1. PROLOGO. Who the hell is Will Solace?
"DOVE CAZZO CORRI. TI ROMPO IL CULO."
"Mi pare di essere stato io a rompere il culo a te la scorsa notte, e quella precedente, e quella prima ancora, culetto passivo."
"SEI FOTTUTAMENTE MORTO WILL SOLACE FIGLIO DI PUTTANA."
Come, io, Will Solace, mi sia cacciato in quell'assurda situazione è ancora da chiarire, ma cerchiamo di andare per ordine.

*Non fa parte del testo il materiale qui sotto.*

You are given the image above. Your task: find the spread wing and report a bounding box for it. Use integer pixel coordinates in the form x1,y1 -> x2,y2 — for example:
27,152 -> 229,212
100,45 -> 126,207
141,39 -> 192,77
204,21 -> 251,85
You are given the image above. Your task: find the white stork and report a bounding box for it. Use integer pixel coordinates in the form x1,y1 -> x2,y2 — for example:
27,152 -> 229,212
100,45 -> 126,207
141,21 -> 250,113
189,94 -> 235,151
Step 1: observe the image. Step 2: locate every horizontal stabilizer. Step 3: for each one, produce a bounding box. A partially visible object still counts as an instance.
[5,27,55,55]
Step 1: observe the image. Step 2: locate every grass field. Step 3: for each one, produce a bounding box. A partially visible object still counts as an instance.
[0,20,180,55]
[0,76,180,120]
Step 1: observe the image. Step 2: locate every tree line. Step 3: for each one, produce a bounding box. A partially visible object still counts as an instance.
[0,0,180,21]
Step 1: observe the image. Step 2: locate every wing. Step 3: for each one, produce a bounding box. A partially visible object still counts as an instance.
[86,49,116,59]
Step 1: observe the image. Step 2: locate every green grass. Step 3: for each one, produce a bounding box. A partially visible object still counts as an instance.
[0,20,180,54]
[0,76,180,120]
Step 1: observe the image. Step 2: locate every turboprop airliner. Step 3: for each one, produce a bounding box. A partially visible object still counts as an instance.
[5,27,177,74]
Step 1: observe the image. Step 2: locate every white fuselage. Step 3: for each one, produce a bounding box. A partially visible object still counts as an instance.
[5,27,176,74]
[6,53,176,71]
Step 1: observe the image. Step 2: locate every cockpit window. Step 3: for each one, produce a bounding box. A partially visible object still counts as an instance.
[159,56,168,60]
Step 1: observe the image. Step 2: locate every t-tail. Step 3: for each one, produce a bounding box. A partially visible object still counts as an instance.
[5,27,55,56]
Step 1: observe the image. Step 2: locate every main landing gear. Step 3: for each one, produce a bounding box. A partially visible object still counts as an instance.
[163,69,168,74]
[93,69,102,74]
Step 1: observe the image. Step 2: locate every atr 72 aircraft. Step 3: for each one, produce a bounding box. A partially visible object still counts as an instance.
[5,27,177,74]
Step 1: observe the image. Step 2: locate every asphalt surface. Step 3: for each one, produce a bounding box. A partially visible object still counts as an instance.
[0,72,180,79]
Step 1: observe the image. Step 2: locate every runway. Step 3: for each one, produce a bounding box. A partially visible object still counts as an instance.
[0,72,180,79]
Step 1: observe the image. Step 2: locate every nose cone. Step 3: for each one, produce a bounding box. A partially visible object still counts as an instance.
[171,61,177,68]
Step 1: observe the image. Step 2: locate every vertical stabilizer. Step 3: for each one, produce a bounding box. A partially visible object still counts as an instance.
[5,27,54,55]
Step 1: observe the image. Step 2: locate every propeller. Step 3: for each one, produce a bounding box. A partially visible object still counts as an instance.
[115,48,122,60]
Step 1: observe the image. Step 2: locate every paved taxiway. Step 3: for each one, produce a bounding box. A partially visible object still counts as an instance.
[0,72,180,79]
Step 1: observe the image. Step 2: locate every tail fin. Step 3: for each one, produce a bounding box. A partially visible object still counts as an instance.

Descrivere me stesso è davvero complicato.
Immaginate una caramella gommosa, una di quelle a forma di orsetto, possibilmente gialla, come il cespuglio di capelli che mi ritrovo sulla testa. Ok, ora prendete la suddetta caramella, ricopritela di quella roba frizzante, a tratti acida, che sembra zucchero e che non piace a nessuno e buttatela in un sacchetto pieno di altre caramelle gommose, orsacchiotti, liquirizie, marshmallow.
L'orsacchiotto frizzante e aspro Will Solace è la tipica caramella che rimane nel sacchetto perché nessuno la mangia, quella un po' strana, con qualcosa fuori posto, tutti scelgono quelle più buone, alla fragola, ciliegia, ananas e Coca-cola, ma a nessuno piace al limone, soprattutto se così strana e frizzante.
Ora il sacchetto rappresenta la mia famiglia, i Solace, la famiglia più strana dell'intero quartiere. Sicuramente meno pericolosa dei Di Angelo e dei figli di Ares (prima che finissero tutti in riformatorio), meno incasinata dei Grace e non sfortunata come i Valdez, ma indubbiamente la più strana.
Dopo la morte di mio fratello, Michael, il titolo di primogenito è ricaduto su di me, ciò comporta prendermi cura dei miei fratelli più piccoli, stare attento che la casa non esploda e soprattutto guadagnare soldi.
Ah giusto, quei cinque ingrati, combina guai, rompipalle, guastafeste, condivisori del mio patrimonio genetico conosciuti come i miei fratelli.
Lee l'artista di casa, il ragazzo con più talenti al mondo, non esiste cosa che lui non sappia fare. Kayla il piccolo genio, probabilmente il suo QI è più alto di tutti quelli di casa sommati insieme. Austin il bullo criminale, bello impossibile, la fotocopia di nostro padre. Josh il bambino più iperattivo d'America e la piccola Cloe luce dei miei occhi, l'unica con un po' di buon senso e l'unica che mi dà retta.
Poi c'è Apollo, ovvero il 50% del mio patrimonio genetico, cosa di cui non vado propriamente fiero. Passa la maggior parte del tempo in giro a rimorchiare donne e sfornare altri fratellini, con macchine rubate o come imbucato in feste sulla spiaggia e spende tutti i suoi soldi al casinò.
La maggior parte dei miei fratelli non lo sono totalmente. Io, Kayla e Michael siamo nati dalla stessa madre, Dorothy (e che fine abbia fatto è un'altra lunga storia). Lee, Austin, Josh e Cloe sono miei fratelli solo da parte di Apollo, non ho idea chi siano le loro madri e credo che neanche Apollo lo sappia con certezza.
Tornando a me invece, non sono un ragazzo particolarmente sveglio, né eccellente a scuola, non so suonare strumenti musicali, né disegnare, non sono forte, né portato per il combattimento.
Di tutti quelli che erano i pregi di mio padre ho ereditato la chioma bionda indomabile e gli occhi che non hanno un colore definito, niente talenti, né irresistibile fascino, solo l'asma e il dire sempre ciò che penso.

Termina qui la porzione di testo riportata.